Nor into churches where things were not done well. She did not go to church services in the country, for example, apparently because the services didn’t meet her standards, and she didn’t like the homilies. They weren’t clever enough for her. She doesn’t seem to have liked them much better in the city, either, and for the same reasons. She did accept services at churches that did things just so, which tended to be those in the more affluent parts of London.
She was, in a word, fastidious. Fastidiousness is “a very hideous thing,” Hügel tells her. He comes as close as he ever does in his letters to laying down the law. Someone “dominated by such fastidiousness, is as yet only hovering round the precincts of Christianity.” That person “has not entered its sanctuary, where heroism is always homely.”
“The touching, entrancing beauty of Christianity, my Niece, depends upon a subtle something which all this fastidiousness ignores,” he writes to her. “Its greatness, its special genius, consists, as much as in anything else, in that it is without this fastidiousness.”
He reminds her that Jesus the Light of the World was “the menial servant at the feet of those foolish little fishermen and tax-gatherers.” He points to St. Francis, who so loved God that he took up a life as anti-fastidious as it’s possible to be. “The full, truly free, beauty of Christ alone completely liberates us from this miserable bondage.”
Finding the good in the imperfect
Of course, the fastidious Catholic’s standard is more a matter of personal taste and less objective than we think. We tend to confuse “the best” with “what I like.”
It’s just practical! The best helps you more than the less-than-best. You learn more from a good homily than a bad homily, are better formed by a well-celebrated liturgy than a badly celebrated one, find more meaning in a beautiful statue than in a kitschy one. It’s not your fault that other people can’t tell the difference.

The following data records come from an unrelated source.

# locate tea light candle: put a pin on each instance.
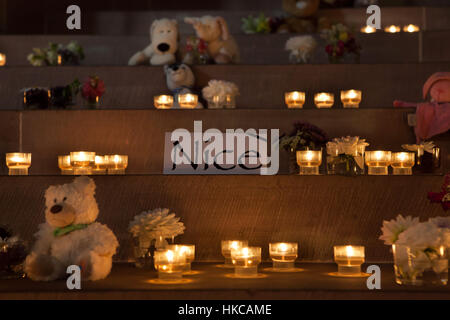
(82, 162)
(392, 29)
(188, 100)
(349, 259)
(309, 161)
(64, 165)
(246, 261)
(163, 102)
(227, 245)
(324, 100)
(170, 264)
(378, 162)
(351, 98)
(116, 163)
(402, 163)
(283, 254)
(18, 163)
(294, 99)
(411, 28)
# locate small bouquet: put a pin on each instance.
(340, 41)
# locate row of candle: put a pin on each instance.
(392, 29)
(350, 99)
(376, 161)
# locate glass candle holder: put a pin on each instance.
(163, 102)
(82, 162)
(294, 99)
(188, 250)
(402, 163)
(246, 261)
(351, 98)
(283, 254)
(378, 162)
(324, 100)
(18, 163)
(170, 264)
(392, 29)
(309, 161)
(116, 164)
(227, 245)
(188, 100)
(349, 259)
(64, 165)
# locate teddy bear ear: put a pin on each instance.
(84, 184)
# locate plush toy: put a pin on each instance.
(214, 31)
(180, 80)
(433, 117)
(163, 46)
(70, 235)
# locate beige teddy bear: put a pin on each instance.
(70, 235)
(163, 46)
(214, 31)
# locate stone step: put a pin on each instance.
(261, 87)
(429, 46)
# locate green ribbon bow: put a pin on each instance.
(58, 232)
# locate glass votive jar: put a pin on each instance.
(116, 164)
(64, 165)
(227, 246)
(283, 254)
(402, 163)
(163, 102)
(378, 162)
(18, 163)
(351, 98)
(294, 99)
(246, 261)
(82, 162)
(187, 100)
(349, 259)
(188, 250)
(170, 264)
(324, 100)
(309, 161)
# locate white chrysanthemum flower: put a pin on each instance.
(393, 228)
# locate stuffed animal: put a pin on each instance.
(432, 117)
(70, 235)
(163, 46)
(180, 80)
(214, 31)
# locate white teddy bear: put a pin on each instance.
(163, 46)
(71, 236)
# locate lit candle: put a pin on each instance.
(309, 161)
(246, 261)
(18, 163)
(170, 264)
(294, 99)
(82, 162)
(402, 163)
(378, 162)
(188, 100)
(392, 29)
(116, 163)
(324, 100)
(163, 102)
(411, 28)
(283, 254)
(227, 245)
(349, 259)
(64, 165)
(351, 98)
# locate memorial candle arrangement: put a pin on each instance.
(18, 163)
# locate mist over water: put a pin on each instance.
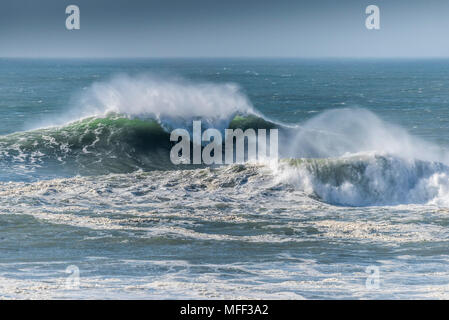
(359, 183)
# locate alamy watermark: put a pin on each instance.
(257, 144)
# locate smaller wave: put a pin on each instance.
(370, 179)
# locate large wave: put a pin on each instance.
(343, 157)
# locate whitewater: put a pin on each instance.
(93, 187)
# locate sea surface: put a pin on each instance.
(357, 207)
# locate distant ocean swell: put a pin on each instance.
(345, 157)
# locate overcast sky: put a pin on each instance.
(225, 28)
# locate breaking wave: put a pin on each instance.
(343, 157)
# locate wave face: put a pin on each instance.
(371, 180)
(346, 157)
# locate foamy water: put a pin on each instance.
(90, 189)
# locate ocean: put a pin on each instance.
(357, 207)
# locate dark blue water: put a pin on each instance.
(83, 216)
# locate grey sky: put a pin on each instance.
(231, 28)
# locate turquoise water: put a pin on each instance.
(86, 181)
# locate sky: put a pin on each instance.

As with many things in our lives: yes and no. The homily that would make a seminary professor weep may carry more wisdom than the most elegant one you will ever hear. People may sing “On Eagles’ Wings” with sincere and deep piety, and you will gain more by joining in than by pining for something better. People may come to that sentimental Madonna with a deep love for Mary that they wouldn’t feel with a classically beautiful one. Not the best in one sense, but the very best in another.

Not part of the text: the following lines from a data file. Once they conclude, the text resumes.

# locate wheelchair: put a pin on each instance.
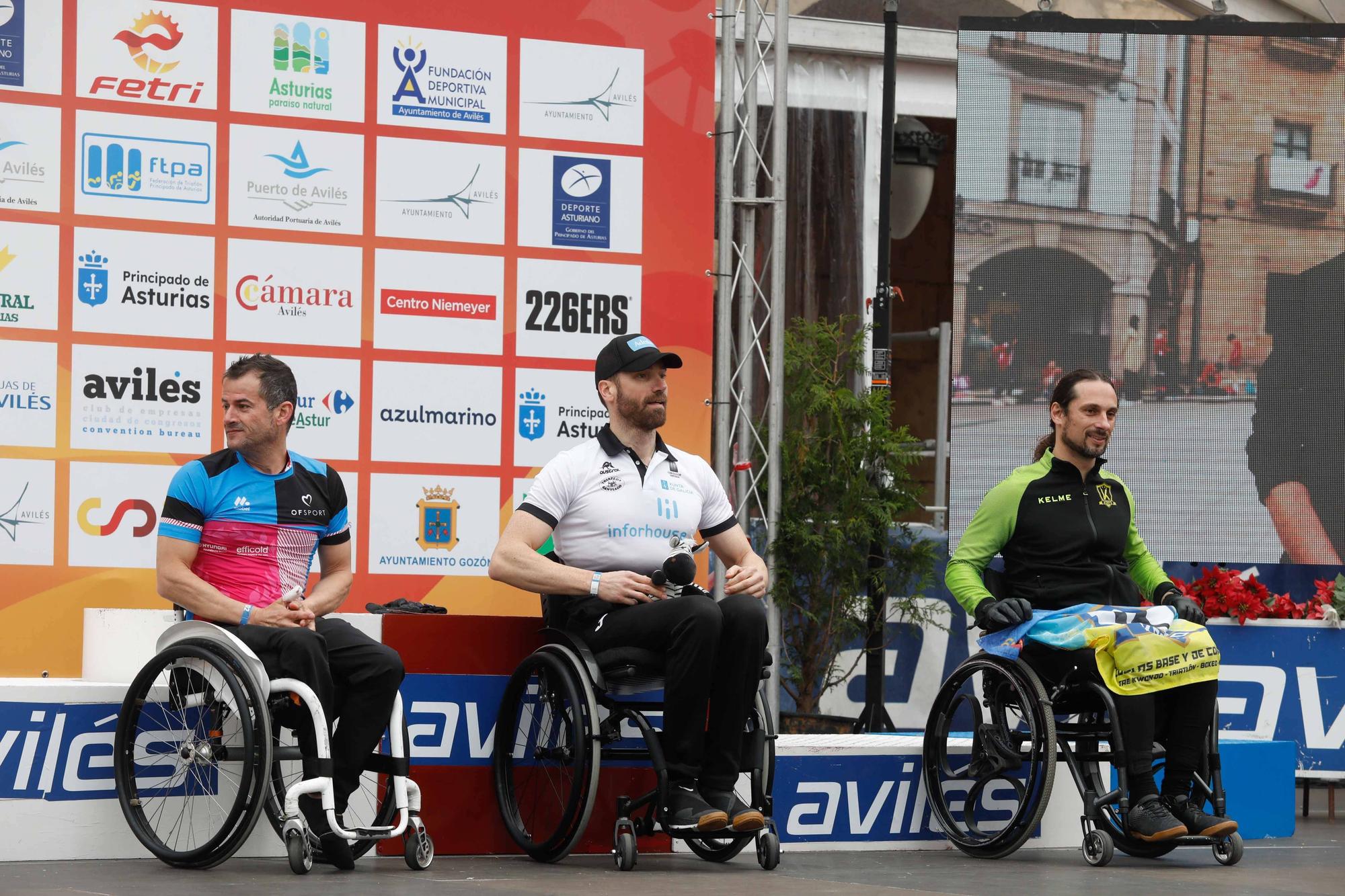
(201, 752)
(991, 751)
(563, 713)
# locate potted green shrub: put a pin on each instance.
(845, 482)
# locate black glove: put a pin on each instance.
(993, 615)
(1186, 607)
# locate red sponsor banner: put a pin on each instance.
(436, 304)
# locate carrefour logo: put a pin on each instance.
(128, 167)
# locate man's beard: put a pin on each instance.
(1083, 448)
(648, 417)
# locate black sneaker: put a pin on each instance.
(743, 818)
(687, 811)
(1198, 821)
(334, 850)
(1151, 821)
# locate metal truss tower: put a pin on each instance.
(750, 276)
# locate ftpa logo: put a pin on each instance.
(154, 42)
(127, 167)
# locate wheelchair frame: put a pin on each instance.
(638, 815)
(299, 841)
(1078, 744)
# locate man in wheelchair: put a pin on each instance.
(236, 542)
(611, 506)
(1067, 532)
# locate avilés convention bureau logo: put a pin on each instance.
(127, 167)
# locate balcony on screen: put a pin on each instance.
(1046, 182)
(1073, 57)
(1316, 54)
(1295, 188)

Hügel doesn’t expect his niece to see the problem very quickly. Fastidiousness runs deep. It’s a cast or habit of mind (as I know). He tells her to go to church when she’s in the city and especially to holy Communion. He asks her to “ruminate” on what he’s told her and beware anything that seems to confirm her fastidiousness. And “if and when you come fairly to see it to be a poor, a very poor, thing,” ask God “gradually to cure you of it.”
Here’s the worst part. The fastidious Catholic rejects mess and imperfection. But the messiest and least perfect thing that a Catholic will meet is other Catholics. Fastidiousness tempts us not just to look down upon others but to separate ourselves from them.
David Mills writes from Pennsylvania.